Escapando de la ciudad fantasmal.

Por Daniel Paniagua Díez

Escapando de la ciudad fantasmal


Solo en la estación de autobuses, completamente solo.

Salí de casa y la ciudad estaba como ida, abandonada; los menesterosos de la plaza de las palomas se refugiaban bajo grandes cartones de la humedad imperante, suerte que no está helando, y este yo caminaba presuroso hacia la estación con la mascarilla en el mentón; no me fueran a poner un multón.

Y cuando llegué ¡no había un alma allí! Todo el mundo se había ido, ¿a dónde? La niebla cerrada, sin sol pasé el río, sin luz andan las gentes y rugen los ríos. Los autocares parados, como abandonados, la amenaza fantasma les había ganado, vencido; mis compañeros del transporte de mercancias y personas, acogotados. Estaba solo y me quedaba un cigarrillo, ¿qué hacer? ¿Podré realizar este viaje? El último viaje, ¿o me quedaré aquí, atrapado? Atrapado y solo, en la ciudad fantasmal de gentes enmascaradas, con policías patruyando incansables a la busca de personas sanas.

La estación vacía, ni un alma viva a la vista. ¿Podré marcharme? Se agotó el cigarrillo, se nos ha ido la risa como por ensalmo, difuminada en el humo del tabaco. ¿Esto termina así?

Una chica rubia, tipazo impresionante, se acerca a paso firme, casi marcial, y me pregunta: ¿está usted esperando? ¿tiene billete? Sí, respondo, a la primera pregunta, no a la segunda. ¿Por qué? Ya un pelín angustiado.

Es que hay que reservar billete de viaje con antelación, telemáticamente.

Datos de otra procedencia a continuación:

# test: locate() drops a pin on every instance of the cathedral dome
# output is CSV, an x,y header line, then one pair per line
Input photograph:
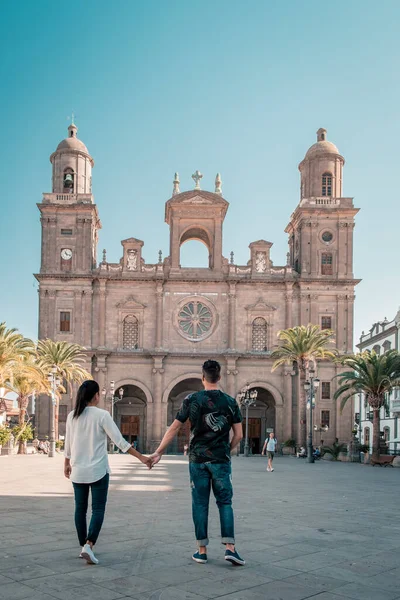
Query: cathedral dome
x,y
72,142
322,146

Pues no tenía ni idea. (Su mirada glacial y prodigiosa me ha transportado directamente con los ancianos pastores de la Edad de Bronce) ¿Nos tenemos que ir, entonces? Inquiero, como si no hace la cosa, que no se me note el tembleque en la mano izquierda.

No, mejor quédese, yo tengo mi billete reservado. Y me muestra su teléfono último modelo, ¿5 G? O 6, algo así. Y es como si de su pantalla me llegase una luz primordial, que me conduce a un estado supranatural, ¡estoy teniendo una epifanía! Podré salir de la ciudad fantasmal cuando consiga adquirir un aparato telemático (800 euracos del ala, ¡y eso qué es para un obrero!) y con ese cacharro prodigioso podré gestionar mi tránsito al MAS PA´ALLÁ. ¡Guau! Vaya peso me ha quitado de encima este guayabo teñido de rubia platino.

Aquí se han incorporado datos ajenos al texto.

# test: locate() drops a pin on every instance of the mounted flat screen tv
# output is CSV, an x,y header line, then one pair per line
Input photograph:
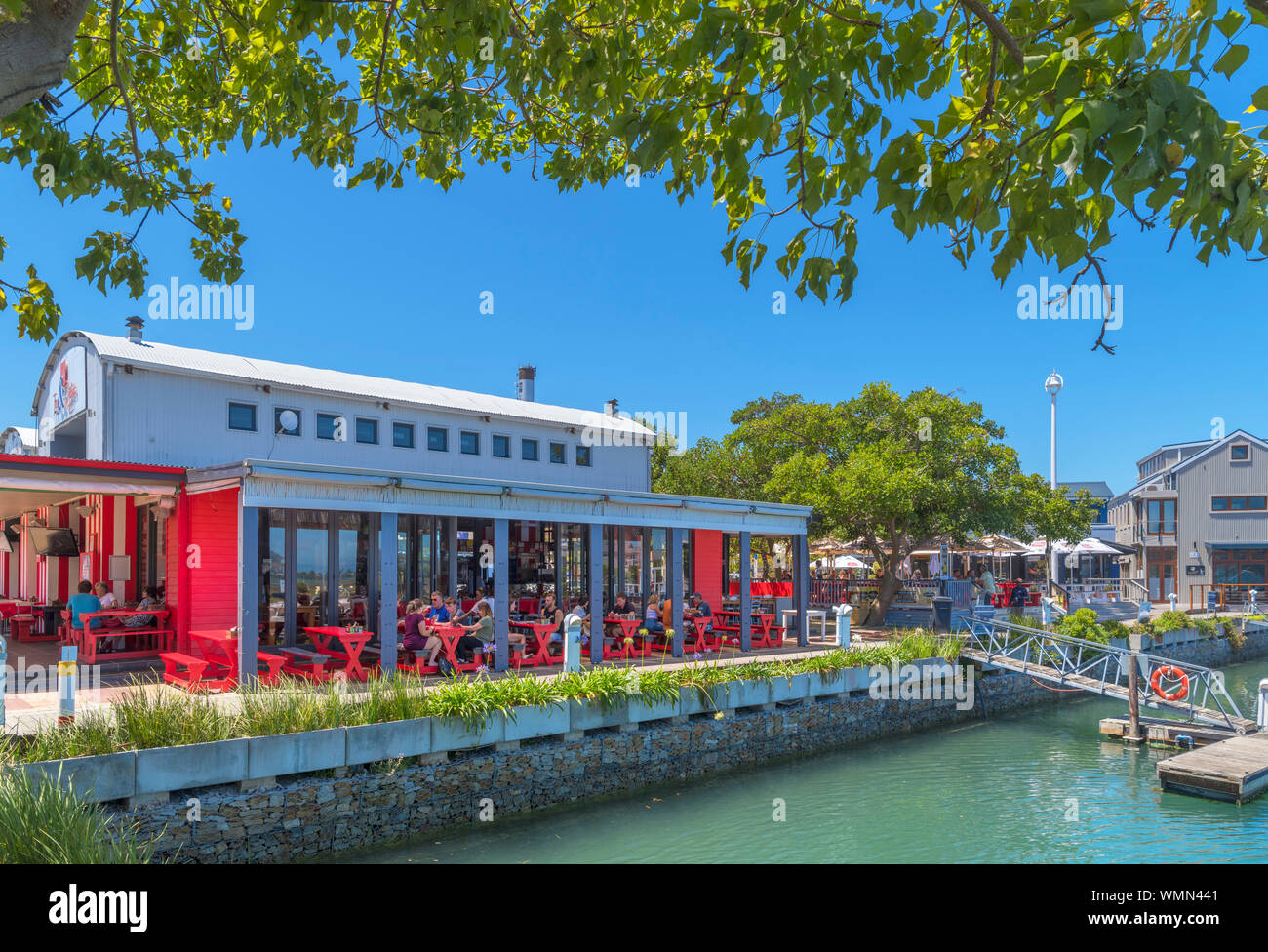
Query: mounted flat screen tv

Me lo pilla al vuelo, ¡vaya jata!, me sonríe: ya soy uno más de sus corderos para llevar al matadero, tendrá un buen rebaño, de seguro; y como a una orden suya aparece por la puerta el conductor del autocar balsámico. Abre la puerta, se inclina galante ante el paso de la triunfante con su pantalla reluctante, y me sonríe a media cara. Sube despacio ese culazo impresionante y estos dos jambos atentos a la jugada pues de soslayo le suelta al practicante: Déjele subir, al pobre, es el último hombre que pagará con dinero metálico.

¿Es usted peregrino? Me pregunta pleno de conmiseración el buen conductor, de rebaños en las majadas antes de meterse a esto del transporte humano.

Soy un viejo peregrino, afirmativo, 5 - 5 . (Supongo que me lo pregunta por el bordón tallado)

¿Y a dónde va? Sí, puede usted subir con el palo al bus.

A San Miguel, voy a San Miguel del Camino.

Pues está todo cerrado, ¿qué piensa hacer allí?

¿Nunca escuchó decir: Con San Miguel al Cielo? Es cuestión de llevar buena compañía.

Sonríe el buen hombre por la broma. Son 1,15 euritos, suerte, y que encuentre allí un arcángel que le guíe por el páramo. Y me guiña un ojo.

Preferiríamos, verdad, a la rubia del teléfono; y le guiño yo el otro. Arranca, que vamos con retraso.


(No pude evitar mi pasado ferroviario con esa salida extemporánea, pero no se lo tomó a mal el hombre. En ocasiones me he preguntado si algo ¿telemático?, nos impide discurrir y escribir, emitir información personal al cosmos amorfo. La respuesta la ha estado usted leyendo, ahora es su turno. Yo me tengo que ir, ¿acaso hay algo que nos lo impida?)